А утром начался кавардак. Явился сват Варлам, стал объясняться с Киприановым:
– Ты, Онуфрич, блаженненький, что ли, скажи уж прямо! Вроде Петечки Мырника, который сидит на цепи, хе-хе! Ну что ты все корпишь над своей ландкартой, что ты имеешь с нее? Делай лубок – это же живые деньги! Нет, брат, нам с тобою кумпанствовать несподручно – я вроде на лошади еду, ты вроде пешком тащишься… Не понимаю, не понимаю, видит бог! Ему же, простаку этакому, был дан в руки царский указ – никому на Москве ни одной книги в продажу не пускать, предварительно у Киприанова не загербя. Да это же скипетр, это же власть! Мне бы такой указ, я бы у себя в избе стены золотом обил, как у князя Голицына! Все московские книготорговцы мне бы нужники чистили!

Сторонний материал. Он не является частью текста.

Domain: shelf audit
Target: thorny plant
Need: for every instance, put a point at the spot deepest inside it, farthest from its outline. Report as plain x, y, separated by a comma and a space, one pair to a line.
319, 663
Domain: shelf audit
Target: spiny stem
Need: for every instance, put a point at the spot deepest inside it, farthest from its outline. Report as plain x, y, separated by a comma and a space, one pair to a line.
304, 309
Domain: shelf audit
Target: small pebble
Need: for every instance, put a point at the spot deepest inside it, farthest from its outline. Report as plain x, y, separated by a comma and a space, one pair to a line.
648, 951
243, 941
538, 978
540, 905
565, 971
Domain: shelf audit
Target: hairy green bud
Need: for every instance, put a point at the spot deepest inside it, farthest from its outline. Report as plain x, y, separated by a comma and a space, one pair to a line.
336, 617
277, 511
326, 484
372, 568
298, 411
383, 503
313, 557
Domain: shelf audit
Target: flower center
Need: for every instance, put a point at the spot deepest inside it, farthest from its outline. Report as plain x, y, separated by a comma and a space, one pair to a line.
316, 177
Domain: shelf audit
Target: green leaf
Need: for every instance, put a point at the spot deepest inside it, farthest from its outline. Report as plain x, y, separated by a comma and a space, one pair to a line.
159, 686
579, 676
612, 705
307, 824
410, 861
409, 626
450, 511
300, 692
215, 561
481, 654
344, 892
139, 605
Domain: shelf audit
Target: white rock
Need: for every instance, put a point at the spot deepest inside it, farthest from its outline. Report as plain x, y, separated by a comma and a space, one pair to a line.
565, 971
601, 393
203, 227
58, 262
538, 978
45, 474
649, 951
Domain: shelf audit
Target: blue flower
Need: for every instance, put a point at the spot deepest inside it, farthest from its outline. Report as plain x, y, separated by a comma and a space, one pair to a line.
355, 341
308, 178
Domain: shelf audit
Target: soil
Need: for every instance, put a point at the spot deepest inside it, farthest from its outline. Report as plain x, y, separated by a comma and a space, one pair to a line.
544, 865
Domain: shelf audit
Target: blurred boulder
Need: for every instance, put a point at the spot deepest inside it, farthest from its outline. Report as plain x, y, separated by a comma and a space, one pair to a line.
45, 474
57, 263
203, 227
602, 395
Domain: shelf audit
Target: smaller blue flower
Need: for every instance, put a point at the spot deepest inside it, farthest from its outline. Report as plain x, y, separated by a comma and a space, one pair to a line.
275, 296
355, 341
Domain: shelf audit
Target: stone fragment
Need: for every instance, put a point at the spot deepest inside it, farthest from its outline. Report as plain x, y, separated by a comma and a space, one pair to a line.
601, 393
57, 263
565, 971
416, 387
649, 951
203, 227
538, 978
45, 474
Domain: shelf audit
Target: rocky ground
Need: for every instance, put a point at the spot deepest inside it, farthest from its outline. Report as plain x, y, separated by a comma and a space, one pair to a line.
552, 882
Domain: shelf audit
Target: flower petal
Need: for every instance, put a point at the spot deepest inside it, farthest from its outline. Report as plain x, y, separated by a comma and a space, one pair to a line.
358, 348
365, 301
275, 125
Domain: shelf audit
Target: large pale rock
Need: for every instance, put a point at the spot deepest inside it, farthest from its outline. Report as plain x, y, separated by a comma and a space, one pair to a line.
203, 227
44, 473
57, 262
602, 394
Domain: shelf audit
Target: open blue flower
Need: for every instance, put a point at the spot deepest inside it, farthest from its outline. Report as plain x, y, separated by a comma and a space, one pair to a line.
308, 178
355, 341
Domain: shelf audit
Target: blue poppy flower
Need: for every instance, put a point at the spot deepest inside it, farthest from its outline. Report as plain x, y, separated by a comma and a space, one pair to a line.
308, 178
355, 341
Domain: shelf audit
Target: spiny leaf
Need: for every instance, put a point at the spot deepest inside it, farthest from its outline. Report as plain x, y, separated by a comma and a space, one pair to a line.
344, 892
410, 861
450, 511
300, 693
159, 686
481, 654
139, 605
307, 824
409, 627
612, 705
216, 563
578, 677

Он, распаренный, отдувался – только что был из бани, из парилки бы всю жизнь не вылезал! Пил квас с изюмом и вопрошал Киприанова:
– Ну когда же ты жить научишься, ну когда?
Онуфрич только и поддакивал:
– Да, жить я не умею, это верно… Да, неторговый я человек, а за торговлю взялся… Все верно, да… Наверное, уж и не выучусь, ведь мне уже пятьдесят…
Варлам опрокидывал очередную кружку кваса и грохотал:
– А свояченицу мою ты в какое положение поставил? Честная она вдовица, а ты на ней жениться не желаешь!
Киприанов сел, вынул трубочку, стал набивать табачком, промолвил спокойно:
– Не блажи, Варлам… Знаю я, чего тебе надобно. Забирай на себя шаболовский дом, отписывай – и с богом!
Сват Варлам не любил откладывать решений в долгий ящик. В тот же день, возбуждая любопытство мальчишек, собак и нищих со всего торжка, от киприановской полатки отъехали возы, нагруженные всяческим добром, которое Варлам объявил мценским, а Киприанов ему не препятствовал. Закутанная в плат, цветастый, как маковый луг, и подаренный ей на выезд Варламом, баба Марьяна не смела и выть, чтобы свояков гнев не усилить. Бяша стоял в калитке, грустный, бледный, она его лишь крестила издали, отъезжая. А маленький Авсеня, которого на день расставания отправили в соседнюю лавку играть с приказчиковыми ребятишками, вырвался оттуда, прибежал, кинулся за бабой Марьяной.